Charlie Brooker, whose silly scowling photo used by The Guardian has always made me laugh, illustrates this well in his column today. Warming to the idea that your personal view of politics is strongly affected by genetics, he writes:
This would explain a lot. For instance, I know in my bones that rightwing policies are wrong. Obviously wrong. They just are. It's Selfishism, pure and simple. Nasty stuff. Consequently I don't "get" Tories, never have and never will. We don't gel. There's something missing in their eyes and voices; they're the same yet different; bodysnatchers running on alien software. Yet that's precisely how I must seem to them: an inherently misguided and ultimately unknowable idiot. (I'm right and they're wrong, of course - but they can be forgiven for not working that out. They can't help it. They were blighted at birth.)
But even he is now having his doubts, in the sense that he is finding he can't stomach current Labor figures either. Poor boy, he may be starting a much feared middle age retreat towards the right.

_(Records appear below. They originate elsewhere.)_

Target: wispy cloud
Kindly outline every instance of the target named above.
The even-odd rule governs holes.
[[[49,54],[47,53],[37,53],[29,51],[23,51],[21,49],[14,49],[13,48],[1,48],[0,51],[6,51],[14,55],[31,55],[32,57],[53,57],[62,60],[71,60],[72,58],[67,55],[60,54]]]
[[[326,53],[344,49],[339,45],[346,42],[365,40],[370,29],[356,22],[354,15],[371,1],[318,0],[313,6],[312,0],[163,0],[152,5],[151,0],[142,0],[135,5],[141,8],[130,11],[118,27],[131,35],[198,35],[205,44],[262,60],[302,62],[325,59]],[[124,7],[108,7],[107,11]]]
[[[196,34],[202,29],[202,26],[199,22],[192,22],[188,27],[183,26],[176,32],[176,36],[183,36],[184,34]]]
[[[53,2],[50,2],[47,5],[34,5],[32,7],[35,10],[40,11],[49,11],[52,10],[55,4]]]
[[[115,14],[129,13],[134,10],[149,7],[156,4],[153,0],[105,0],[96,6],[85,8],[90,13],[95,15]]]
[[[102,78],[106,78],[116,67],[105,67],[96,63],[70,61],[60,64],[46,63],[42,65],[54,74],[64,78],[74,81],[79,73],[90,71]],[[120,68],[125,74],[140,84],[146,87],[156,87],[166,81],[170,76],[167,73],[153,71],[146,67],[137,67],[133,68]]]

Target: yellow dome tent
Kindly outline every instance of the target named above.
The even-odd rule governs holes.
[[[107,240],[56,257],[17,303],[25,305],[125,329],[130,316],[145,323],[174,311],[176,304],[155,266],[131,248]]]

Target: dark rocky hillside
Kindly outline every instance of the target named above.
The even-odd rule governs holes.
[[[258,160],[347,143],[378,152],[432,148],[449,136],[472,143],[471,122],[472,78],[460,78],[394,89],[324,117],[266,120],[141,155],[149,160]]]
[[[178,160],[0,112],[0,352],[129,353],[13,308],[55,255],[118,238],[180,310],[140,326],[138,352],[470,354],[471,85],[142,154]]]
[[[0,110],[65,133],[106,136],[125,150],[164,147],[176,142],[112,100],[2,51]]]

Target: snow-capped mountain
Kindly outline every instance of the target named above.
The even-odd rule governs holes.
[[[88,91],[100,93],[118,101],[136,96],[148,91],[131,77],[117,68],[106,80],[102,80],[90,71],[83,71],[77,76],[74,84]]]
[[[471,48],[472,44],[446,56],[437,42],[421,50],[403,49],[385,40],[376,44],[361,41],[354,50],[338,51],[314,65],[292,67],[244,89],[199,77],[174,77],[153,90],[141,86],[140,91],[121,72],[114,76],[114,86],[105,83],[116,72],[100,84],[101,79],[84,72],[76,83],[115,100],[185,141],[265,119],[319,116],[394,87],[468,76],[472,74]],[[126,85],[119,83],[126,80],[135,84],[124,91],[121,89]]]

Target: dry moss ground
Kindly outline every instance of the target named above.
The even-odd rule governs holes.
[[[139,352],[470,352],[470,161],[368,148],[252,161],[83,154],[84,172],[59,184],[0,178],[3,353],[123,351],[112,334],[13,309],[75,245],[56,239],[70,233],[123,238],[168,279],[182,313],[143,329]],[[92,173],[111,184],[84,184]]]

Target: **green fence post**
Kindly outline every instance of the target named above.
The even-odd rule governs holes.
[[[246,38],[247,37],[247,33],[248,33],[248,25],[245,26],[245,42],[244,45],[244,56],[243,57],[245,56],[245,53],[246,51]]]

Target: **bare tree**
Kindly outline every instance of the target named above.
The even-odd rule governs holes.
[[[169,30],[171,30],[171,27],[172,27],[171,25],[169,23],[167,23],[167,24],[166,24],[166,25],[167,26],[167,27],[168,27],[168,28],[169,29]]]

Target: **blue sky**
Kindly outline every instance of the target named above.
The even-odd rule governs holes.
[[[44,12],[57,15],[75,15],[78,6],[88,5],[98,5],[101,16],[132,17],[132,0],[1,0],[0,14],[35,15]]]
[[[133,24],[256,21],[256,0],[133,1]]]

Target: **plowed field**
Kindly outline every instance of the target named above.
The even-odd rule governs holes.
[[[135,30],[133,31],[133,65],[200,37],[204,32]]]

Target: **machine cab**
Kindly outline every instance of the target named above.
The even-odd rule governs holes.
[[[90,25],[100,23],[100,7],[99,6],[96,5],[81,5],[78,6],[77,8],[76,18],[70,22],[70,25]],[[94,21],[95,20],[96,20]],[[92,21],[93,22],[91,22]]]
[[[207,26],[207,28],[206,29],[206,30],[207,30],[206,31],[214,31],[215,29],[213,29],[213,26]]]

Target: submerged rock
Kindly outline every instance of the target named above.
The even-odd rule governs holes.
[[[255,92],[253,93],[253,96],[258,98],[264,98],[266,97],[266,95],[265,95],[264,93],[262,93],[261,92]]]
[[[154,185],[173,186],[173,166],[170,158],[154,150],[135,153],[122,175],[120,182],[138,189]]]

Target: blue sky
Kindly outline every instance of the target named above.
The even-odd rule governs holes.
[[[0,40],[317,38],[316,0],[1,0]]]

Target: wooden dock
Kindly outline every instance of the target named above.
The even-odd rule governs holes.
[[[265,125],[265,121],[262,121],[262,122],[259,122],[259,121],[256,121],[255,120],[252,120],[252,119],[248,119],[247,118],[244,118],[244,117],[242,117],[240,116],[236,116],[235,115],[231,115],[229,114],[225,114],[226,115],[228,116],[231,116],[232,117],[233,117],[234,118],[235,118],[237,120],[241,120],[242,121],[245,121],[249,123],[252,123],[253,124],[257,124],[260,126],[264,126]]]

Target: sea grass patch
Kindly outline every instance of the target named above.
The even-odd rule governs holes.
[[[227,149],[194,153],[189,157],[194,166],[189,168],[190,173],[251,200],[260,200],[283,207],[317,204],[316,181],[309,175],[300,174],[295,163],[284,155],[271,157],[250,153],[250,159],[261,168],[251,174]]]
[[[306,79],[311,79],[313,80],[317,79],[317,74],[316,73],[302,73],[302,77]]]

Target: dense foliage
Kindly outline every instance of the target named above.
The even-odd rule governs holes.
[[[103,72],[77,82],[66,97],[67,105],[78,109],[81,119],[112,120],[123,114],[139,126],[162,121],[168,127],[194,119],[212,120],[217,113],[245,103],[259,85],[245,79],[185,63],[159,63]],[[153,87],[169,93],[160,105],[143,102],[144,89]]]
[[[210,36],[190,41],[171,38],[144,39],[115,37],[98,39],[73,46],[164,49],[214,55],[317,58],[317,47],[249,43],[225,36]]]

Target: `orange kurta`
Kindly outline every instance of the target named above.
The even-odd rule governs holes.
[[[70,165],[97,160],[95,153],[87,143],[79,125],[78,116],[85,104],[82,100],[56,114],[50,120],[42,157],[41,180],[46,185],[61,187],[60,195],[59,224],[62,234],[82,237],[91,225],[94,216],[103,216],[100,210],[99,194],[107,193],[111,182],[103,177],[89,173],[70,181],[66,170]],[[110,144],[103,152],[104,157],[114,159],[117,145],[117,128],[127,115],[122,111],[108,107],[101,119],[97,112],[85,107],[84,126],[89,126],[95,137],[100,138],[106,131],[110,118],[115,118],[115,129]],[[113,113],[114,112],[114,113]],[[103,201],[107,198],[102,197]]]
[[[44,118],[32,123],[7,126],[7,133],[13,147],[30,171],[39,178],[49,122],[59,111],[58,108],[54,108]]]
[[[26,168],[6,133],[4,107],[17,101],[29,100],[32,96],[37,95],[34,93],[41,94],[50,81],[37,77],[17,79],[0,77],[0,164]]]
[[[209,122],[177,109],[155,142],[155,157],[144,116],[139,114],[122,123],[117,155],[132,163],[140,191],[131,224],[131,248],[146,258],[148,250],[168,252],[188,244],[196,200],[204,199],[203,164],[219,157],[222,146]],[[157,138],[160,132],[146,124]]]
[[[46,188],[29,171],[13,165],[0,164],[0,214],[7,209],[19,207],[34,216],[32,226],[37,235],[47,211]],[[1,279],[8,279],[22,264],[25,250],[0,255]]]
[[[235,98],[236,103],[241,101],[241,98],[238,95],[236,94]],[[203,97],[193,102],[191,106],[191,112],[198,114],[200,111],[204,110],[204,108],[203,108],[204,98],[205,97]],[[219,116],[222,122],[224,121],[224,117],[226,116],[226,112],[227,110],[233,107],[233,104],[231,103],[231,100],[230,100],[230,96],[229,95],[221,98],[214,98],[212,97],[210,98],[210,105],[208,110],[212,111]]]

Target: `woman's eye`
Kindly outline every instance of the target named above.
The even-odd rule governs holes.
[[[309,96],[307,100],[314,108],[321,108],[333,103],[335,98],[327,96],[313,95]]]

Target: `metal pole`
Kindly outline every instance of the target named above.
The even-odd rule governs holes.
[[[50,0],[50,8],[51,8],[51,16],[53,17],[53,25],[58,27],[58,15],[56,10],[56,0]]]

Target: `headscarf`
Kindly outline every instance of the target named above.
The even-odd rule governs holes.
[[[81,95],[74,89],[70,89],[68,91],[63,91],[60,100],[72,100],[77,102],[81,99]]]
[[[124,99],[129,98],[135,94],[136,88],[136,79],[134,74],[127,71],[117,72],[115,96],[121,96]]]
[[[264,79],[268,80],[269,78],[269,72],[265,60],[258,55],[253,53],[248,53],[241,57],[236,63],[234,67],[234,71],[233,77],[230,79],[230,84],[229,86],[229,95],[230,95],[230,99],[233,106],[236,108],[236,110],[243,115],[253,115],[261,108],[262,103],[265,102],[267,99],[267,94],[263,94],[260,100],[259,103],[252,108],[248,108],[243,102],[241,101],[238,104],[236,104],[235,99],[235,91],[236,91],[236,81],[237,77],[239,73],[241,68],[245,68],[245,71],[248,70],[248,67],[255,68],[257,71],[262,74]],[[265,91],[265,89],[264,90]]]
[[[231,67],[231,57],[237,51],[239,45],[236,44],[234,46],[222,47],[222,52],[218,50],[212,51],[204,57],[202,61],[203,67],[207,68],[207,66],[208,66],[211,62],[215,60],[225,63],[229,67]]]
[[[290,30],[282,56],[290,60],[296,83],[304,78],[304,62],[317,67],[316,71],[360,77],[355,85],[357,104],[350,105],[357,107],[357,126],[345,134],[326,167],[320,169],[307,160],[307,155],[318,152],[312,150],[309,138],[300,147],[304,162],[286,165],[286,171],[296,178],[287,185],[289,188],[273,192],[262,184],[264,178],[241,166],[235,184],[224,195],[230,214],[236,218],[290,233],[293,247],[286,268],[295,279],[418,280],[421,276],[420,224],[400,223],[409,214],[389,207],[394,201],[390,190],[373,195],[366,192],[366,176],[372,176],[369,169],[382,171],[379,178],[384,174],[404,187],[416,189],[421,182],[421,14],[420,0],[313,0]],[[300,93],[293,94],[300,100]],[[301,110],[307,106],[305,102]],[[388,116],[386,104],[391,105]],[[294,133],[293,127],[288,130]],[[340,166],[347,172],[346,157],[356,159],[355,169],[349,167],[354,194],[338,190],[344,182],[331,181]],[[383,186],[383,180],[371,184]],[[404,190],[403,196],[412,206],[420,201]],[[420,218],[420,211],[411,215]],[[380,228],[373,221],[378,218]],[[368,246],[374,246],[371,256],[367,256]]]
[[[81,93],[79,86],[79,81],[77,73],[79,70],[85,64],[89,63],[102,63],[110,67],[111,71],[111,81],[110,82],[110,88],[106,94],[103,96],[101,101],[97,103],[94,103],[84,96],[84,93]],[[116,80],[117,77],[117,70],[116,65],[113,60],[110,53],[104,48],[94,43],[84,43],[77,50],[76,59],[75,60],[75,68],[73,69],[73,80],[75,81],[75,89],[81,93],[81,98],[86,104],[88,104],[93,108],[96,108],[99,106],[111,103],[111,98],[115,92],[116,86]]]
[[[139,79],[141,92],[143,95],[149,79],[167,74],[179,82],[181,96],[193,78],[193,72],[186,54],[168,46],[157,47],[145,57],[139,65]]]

I know he is trying to be a bit funny in the way he writes in this column, but I still think he is pretty much speaking the truth in the above extract.

Secret missions

Titanic search was cover for secret Cold War subs mission - Times Online

So, Robert Ballard was engaged by the US Navy to check out the wrecks of the nuclear submarines USS Thresher and USS Scorpion. He succeeded too:
Thresher, had imploded deep beneath the surface and had broken up into thousands of pieces and Scorpion was almost as completely destroyed. “It was as though it had been put through a shredding machine. There was a long debris trail.” Dr Ballard developed a robotic submarine craft in the early 1980s and approached the US Navy in 1982 for funding to search for the Titanic, which sank in 1912 with the loss of 1,500 lives after hitting an iceberg.

He was told that the military were not willing to spend a fortune on locating the liner, but they did want to know what had happened to their submarines.The military were anxious to know how the nuclear reactors had been affected by being submerged for so long.

The story of Thresher is particularly nightmarish:

Thresher, the US Navy’s most advanced attack submarine at the time, sank with all her 129 crew in April 1963 while undergoing seaworthiness tests after dockyard repairs.

A surface ship, Skylark, was in contact when the submarine’s crew reported that a high-pressure pipe supplying the nuclear reactor with cooling water had blown. The accident 1,000ft down, caused the vessel to lose power. It then sank so deep that the pressure hull imploded.

But, according to the Wikipedia entry, the wreckage was already examined in the 1960's after the accident, so it's not as if Ballard was the first to go there. In fact, this report seems to be based on publicity for a National Geographic special, so that may explain a degree of exaggeration here.

Still, an interesting story.

Frozen chips & the clown

Billionaire made fortune in frozen potatoes - Los Angeles Times

File this away in that small corner of your brain that you aren't using right now. The invention of the frozen chip and McDonalds hamburgers are closely connected.

For some reason, I find that interesting.